Questions for Discussion

1. The book opens with a genealogy, “Poppy Minkel and the British Royal Family.” Besides the humor of this tenuous connection, what is the point of including it? Does it relate to Mortie's statement: “A person who knows where he came from need never feel lost. Roots are a blessing. If you know where you came from you know who you are and you can decide where you're going” (p. 330)? Do you feel that statement is true or false?

2. Poppy is the narrator and central character—and what a character she is. What about her is particularly outrageous? Do you feel she is naive, or is that a pose?

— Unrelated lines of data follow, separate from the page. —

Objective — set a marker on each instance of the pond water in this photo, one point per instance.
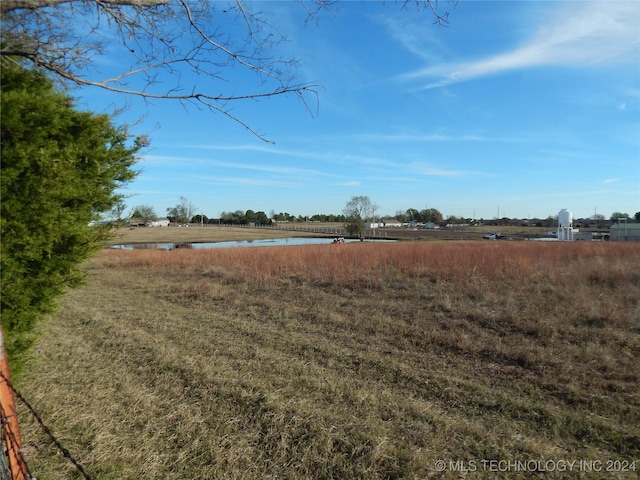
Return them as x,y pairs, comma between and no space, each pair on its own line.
265,242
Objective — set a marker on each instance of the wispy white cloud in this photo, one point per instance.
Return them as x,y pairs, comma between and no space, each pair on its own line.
581,34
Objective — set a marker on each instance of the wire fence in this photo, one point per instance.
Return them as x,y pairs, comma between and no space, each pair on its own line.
9,434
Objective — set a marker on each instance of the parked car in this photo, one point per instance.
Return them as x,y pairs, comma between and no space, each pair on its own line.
492,236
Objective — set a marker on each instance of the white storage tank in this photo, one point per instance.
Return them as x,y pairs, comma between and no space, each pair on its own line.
565,218
565,225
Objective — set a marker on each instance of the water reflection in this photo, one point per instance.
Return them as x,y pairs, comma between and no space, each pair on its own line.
266,242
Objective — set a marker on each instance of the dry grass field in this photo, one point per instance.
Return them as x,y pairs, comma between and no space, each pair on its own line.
353,361
196,234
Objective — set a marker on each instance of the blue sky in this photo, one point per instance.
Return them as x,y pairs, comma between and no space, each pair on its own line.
517,108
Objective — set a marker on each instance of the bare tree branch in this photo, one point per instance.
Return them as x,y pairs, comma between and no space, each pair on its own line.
181,50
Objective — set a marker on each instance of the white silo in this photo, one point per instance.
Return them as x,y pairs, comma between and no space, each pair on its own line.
565,225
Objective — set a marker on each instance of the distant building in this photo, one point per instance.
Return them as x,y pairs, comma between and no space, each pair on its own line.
161,222
623,231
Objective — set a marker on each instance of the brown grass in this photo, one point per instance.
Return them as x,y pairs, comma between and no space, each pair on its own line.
343,361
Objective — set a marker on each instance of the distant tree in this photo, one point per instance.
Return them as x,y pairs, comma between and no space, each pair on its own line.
357,211
117,211
146,213
413,215
360,207
261,218
354,226
199,219
250,216
615,216
61,168
182,212
431,215
401,216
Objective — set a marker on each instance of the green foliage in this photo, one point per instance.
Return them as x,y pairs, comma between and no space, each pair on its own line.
60,169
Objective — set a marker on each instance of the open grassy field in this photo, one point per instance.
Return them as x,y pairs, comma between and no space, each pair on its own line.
196,234
353,361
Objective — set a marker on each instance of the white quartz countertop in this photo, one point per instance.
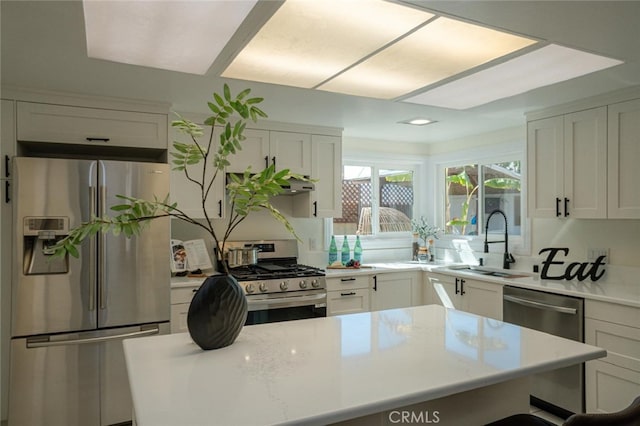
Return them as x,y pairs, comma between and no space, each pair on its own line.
326,370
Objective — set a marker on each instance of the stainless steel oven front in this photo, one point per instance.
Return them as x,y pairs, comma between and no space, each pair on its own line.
285,305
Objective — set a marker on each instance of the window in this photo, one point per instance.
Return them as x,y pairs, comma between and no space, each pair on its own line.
473,191
375,200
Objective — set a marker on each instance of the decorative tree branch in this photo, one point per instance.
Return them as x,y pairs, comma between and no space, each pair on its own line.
246,192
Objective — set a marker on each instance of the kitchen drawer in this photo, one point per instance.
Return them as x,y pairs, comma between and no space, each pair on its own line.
182,294
91,126
609,388
621,342
348,282
349,301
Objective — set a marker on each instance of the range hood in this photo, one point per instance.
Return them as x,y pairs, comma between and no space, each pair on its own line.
297,186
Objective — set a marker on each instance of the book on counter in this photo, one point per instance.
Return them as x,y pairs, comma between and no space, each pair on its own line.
189,256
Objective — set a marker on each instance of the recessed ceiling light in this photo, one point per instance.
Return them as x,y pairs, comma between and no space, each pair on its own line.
307,42
439,50
368,48
542,67
418,121
176,36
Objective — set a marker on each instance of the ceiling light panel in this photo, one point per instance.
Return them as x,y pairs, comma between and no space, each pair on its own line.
548,65
439,50
176,36
307,42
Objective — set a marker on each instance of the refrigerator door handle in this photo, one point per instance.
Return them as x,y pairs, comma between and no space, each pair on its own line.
102,279
92,251
43,342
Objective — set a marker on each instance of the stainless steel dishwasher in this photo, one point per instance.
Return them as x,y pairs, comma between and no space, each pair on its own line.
560,391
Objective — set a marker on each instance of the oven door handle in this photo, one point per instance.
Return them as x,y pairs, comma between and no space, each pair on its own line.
286,302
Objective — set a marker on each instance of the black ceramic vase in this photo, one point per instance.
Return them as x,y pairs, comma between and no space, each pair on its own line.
217,312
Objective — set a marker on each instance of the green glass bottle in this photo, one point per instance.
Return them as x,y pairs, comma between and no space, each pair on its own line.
357,250
333,250
346,251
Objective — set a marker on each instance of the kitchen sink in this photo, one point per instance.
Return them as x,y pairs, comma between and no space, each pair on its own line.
487,272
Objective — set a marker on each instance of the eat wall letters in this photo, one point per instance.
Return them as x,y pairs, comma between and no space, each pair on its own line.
574,270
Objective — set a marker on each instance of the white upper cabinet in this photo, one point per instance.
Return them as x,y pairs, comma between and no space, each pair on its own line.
188,194
326,168
254,152
567,165
287,150
39,122
624,153
291,151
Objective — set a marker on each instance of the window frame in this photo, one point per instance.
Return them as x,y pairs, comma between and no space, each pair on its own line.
518,244
380,239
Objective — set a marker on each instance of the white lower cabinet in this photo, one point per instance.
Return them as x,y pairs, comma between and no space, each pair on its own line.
180,301
477,297
396,290
348,295
614,381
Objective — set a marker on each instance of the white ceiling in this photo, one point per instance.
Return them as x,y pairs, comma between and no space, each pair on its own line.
43,46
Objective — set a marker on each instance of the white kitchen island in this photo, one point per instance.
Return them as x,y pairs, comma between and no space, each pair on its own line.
425,363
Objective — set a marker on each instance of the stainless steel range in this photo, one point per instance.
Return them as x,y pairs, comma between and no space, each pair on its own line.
276,286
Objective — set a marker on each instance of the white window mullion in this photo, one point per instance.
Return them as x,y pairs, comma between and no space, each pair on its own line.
375,200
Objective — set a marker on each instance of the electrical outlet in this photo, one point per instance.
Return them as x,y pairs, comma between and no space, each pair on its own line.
594,253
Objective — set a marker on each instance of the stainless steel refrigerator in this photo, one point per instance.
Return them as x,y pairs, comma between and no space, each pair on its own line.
69,316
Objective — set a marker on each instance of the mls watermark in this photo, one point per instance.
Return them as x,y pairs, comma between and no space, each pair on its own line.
414,417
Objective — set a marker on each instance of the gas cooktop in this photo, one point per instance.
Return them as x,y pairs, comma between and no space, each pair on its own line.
266,271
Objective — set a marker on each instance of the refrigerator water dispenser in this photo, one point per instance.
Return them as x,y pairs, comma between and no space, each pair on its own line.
40,234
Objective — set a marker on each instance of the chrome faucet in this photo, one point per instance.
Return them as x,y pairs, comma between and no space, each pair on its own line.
508,258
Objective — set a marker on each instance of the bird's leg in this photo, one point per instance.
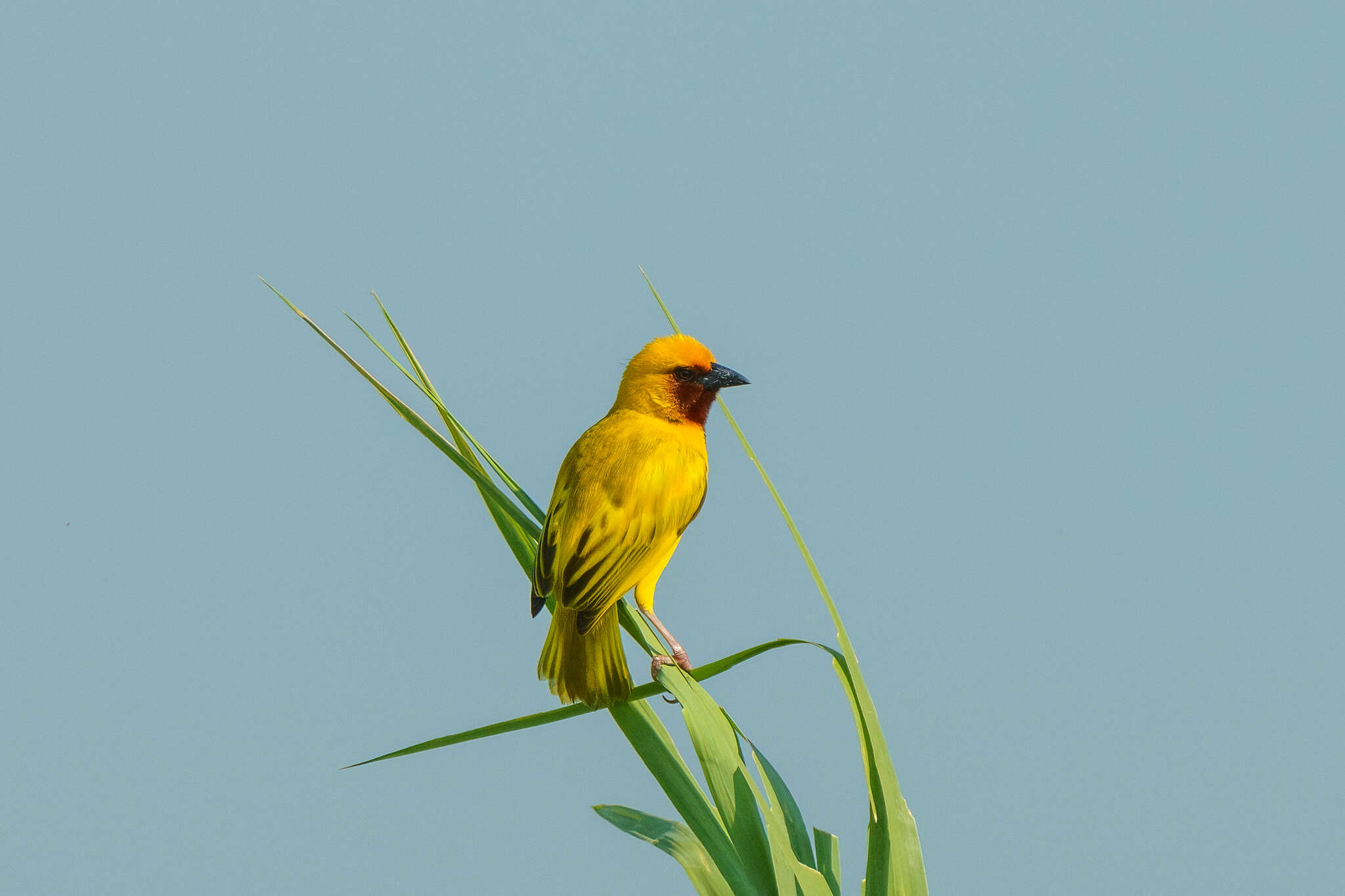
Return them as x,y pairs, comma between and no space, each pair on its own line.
678,653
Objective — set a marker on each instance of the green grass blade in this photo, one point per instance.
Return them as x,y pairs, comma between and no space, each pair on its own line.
452,421
725,774
418,423
894,861
677,842
560,714
783,801
829,859
521,540
651,742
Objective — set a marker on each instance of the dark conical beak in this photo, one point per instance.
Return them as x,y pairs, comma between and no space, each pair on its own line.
720,377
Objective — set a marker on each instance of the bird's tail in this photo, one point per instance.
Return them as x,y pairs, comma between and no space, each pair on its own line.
588,667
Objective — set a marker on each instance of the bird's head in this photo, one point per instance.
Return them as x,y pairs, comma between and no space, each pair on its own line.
674,378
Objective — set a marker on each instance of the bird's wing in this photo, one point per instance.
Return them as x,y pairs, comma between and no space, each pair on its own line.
622,500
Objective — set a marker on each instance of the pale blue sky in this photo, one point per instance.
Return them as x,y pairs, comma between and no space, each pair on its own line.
1043,312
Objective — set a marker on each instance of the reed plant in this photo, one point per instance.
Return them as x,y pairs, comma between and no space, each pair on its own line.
747,836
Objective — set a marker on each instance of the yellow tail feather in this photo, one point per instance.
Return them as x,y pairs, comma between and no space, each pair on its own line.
585,667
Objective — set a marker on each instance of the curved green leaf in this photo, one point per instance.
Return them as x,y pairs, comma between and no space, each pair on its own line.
676,840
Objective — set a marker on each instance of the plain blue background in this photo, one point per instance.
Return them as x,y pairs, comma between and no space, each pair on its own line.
1043,309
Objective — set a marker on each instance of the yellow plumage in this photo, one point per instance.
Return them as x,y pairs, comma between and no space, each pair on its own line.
625,495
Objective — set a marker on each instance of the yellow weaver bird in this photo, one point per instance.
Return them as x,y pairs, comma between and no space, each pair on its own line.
625,495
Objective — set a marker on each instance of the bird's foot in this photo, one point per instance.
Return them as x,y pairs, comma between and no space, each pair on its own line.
658,662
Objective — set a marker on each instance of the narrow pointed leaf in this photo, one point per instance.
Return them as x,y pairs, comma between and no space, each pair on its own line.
418,422
725,774
783,800
829,859
651,742
677,842
562,714
521,540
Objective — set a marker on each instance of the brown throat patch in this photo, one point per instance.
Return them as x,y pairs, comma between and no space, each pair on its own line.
694,402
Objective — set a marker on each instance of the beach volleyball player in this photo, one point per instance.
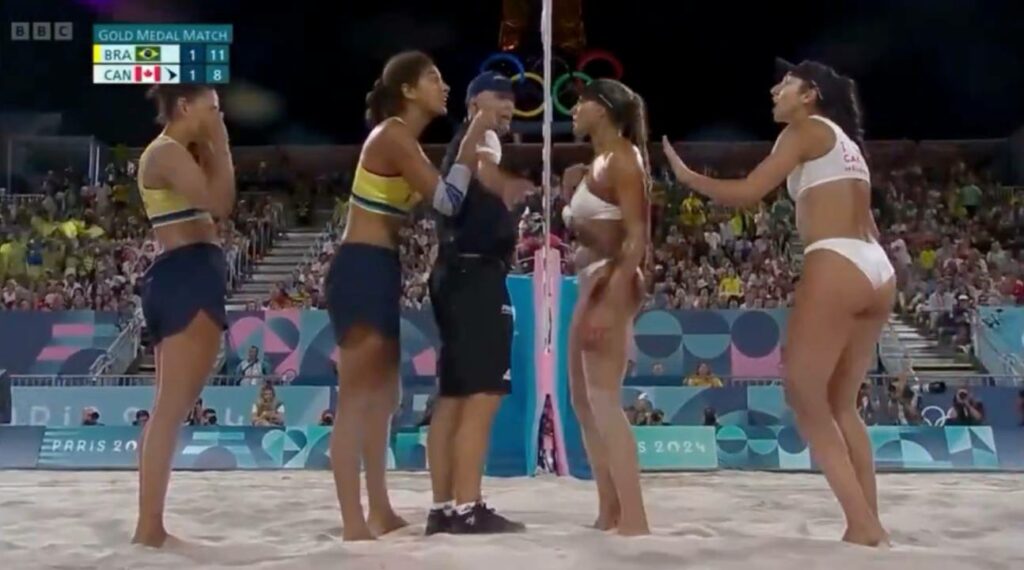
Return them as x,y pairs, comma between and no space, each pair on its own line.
183,291
474,318
847,288
364,283
609,214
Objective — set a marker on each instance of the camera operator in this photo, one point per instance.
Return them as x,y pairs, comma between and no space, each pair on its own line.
966,410
903,406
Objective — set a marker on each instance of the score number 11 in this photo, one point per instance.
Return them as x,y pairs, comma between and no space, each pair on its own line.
205,62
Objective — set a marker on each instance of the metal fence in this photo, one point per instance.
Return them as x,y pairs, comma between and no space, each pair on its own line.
120,381
951,381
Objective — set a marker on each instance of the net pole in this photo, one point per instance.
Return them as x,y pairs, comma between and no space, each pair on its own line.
548,279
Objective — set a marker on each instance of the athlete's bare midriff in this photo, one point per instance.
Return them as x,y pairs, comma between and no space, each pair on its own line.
186,233
838,209
369,227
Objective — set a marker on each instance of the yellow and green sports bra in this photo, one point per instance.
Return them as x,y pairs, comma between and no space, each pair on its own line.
165,207
389,195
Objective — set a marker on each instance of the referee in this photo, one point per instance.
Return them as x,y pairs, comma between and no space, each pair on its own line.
474,317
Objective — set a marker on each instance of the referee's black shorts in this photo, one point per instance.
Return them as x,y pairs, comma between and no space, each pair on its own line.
474,319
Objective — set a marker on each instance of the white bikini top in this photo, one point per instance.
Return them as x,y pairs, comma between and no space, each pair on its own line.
844,161
587,206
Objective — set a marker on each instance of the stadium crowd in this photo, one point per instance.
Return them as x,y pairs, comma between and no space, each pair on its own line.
80,246
953,235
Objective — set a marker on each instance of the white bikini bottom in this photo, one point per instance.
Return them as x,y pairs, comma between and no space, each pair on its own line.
869,257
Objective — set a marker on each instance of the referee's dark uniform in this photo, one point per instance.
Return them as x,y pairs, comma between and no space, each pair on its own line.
468,293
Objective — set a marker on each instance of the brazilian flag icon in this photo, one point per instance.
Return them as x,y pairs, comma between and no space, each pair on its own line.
147,53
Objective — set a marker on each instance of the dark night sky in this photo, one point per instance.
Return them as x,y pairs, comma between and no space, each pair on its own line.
927,69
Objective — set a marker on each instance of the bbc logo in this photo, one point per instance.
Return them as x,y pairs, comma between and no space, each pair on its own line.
41,31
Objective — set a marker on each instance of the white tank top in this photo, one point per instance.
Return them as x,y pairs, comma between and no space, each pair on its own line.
844,161
587,206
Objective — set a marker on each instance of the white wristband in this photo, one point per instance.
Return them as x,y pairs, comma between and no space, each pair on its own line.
492,146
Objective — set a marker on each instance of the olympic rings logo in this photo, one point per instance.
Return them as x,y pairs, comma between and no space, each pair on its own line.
522,75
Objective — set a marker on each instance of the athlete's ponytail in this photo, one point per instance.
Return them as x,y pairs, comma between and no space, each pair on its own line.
381,103
168,95
636,130
387,98
847,112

What do you think about her rejection of her daughters? Her lack of recognition of the German threat? Her belief that money can fix anything? What is it that you think she needs above all else?

3. Are all the women characters in this book focused on “The Great Husband Hunt”? Is marriage a recipe for happiness for the women in this book? Emerald says, “Mom, I have a life. The best kind” (p. 306). Does she truly have “the best kind”? Is it the best kind for every woman?

4. We have a number of women characters being left without their fathers in this novel. What impact do you feel the loss of a father has on each of them? Do you feel their reactions are authentic and true in your experience?